Casinos take losses to due to alleged fraud very seriously. First of all, nobody likes to lose money due to fraudulent activity. More importantly, casinos will go after offenders to the full extent of the law as a way to deter future attempts by other patrons that are intent on trying to win money through fraudulent means.
Indeed, there was an update on the current legal battle between the Borgata Casino in Atlantic City and famous card player Phil Ivey. The Borgata filed a cross-appeal against Ivery in the United States Court of Appeals for the Third Circuit on Thursday, Sept. 27. The purpose of the cross-appeal is to seek the higher court’s examination and ultimate opinion on “each and every ruling adverse to Borgata” that was handed down by the New Jersey District Court in late 2016.
Why Is Borgata Casino Raising the Stakes Against Phil Ivey?
The issue between Borgata and Ivey goes back to a court filing in 2014. The biggest casino in Atlanta City alleged that Ivey and a playing partner committed fraud while also engaging in a RICO enterprise in the act of playing baccarat in a number of sessions in 2012. These actions caused Borgata “ascertainable economic damages” according to the original lawsuit.
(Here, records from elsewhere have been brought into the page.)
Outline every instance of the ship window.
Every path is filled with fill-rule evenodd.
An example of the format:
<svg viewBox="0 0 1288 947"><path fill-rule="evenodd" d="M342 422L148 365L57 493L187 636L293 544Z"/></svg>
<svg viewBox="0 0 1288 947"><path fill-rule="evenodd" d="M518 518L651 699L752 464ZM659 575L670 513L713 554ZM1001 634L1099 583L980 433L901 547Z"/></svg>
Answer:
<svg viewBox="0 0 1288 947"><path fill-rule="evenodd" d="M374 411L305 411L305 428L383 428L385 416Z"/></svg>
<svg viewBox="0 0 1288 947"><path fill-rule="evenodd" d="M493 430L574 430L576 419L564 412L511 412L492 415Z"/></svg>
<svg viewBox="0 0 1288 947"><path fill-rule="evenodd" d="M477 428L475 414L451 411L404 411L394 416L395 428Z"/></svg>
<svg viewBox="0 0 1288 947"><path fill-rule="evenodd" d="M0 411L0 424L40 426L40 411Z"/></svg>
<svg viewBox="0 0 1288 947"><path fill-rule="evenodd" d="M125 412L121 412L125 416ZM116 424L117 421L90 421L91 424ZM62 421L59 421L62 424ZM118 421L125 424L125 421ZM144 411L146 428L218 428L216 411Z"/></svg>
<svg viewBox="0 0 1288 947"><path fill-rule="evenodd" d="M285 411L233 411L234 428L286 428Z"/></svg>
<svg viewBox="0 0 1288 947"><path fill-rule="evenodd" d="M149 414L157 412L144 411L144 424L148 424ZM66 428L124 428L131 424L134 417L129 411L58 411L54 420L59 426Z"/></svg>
The casino sought damages totaling nearly $30 million.
Ivey’s partner was Cheung Yin “Kelly” Sun. In a direct quote from this post, the casino’s stance was that “Ivey and Sun participated in a RICO enterprise in violation of federal law when they transferred money that was the proceeds of their fraud against Borgata to a foreign bank account in Mexico, in violation of the federal wire fraud and anti-money laundering statures.”
District Court Judge Noel Hillman did not see this matter the same way and ruled that Ivey and Sun did not commit fraud nor violate RICO acts at the state and federal levels. He did admit that the two did breach their contract with Borgata by playing Baccarat. The judge awarded the Borgata $10.1 million in the dispute. This included the money that Ivey had won playing craps with the money he has originally won at the baccarat table.
· Borgata Casino Presses Accusations On Phil Ivey & Kelly Sun Appeal
Did Phil Ivey Defraud The Borgata?
As part of his 30-page opinion, Hillman added, “It is axiomatic that a breach of contract alone is not fraud. Nor does every act of deceit meet the elements of fraud. Fraud, whether as codified or at common law, requires a higher showing. Ivey and Sun did not defraud Borgata in the legal sense, just as a football team that runs a pass play instead of a running play does not defraud the other team…their conduct was far from admirable, but fraud requires more.”
Ivey appealed the original $10.1 million judgments in late August of this year. The lower court previously ruled that Borgata can take proper means to secure the money owed from this judgment while the Third Circuit works its way through the appeal process. According to Borgata’s legal team, it is unlikely that the Third Circuit will reverse the original decision either way.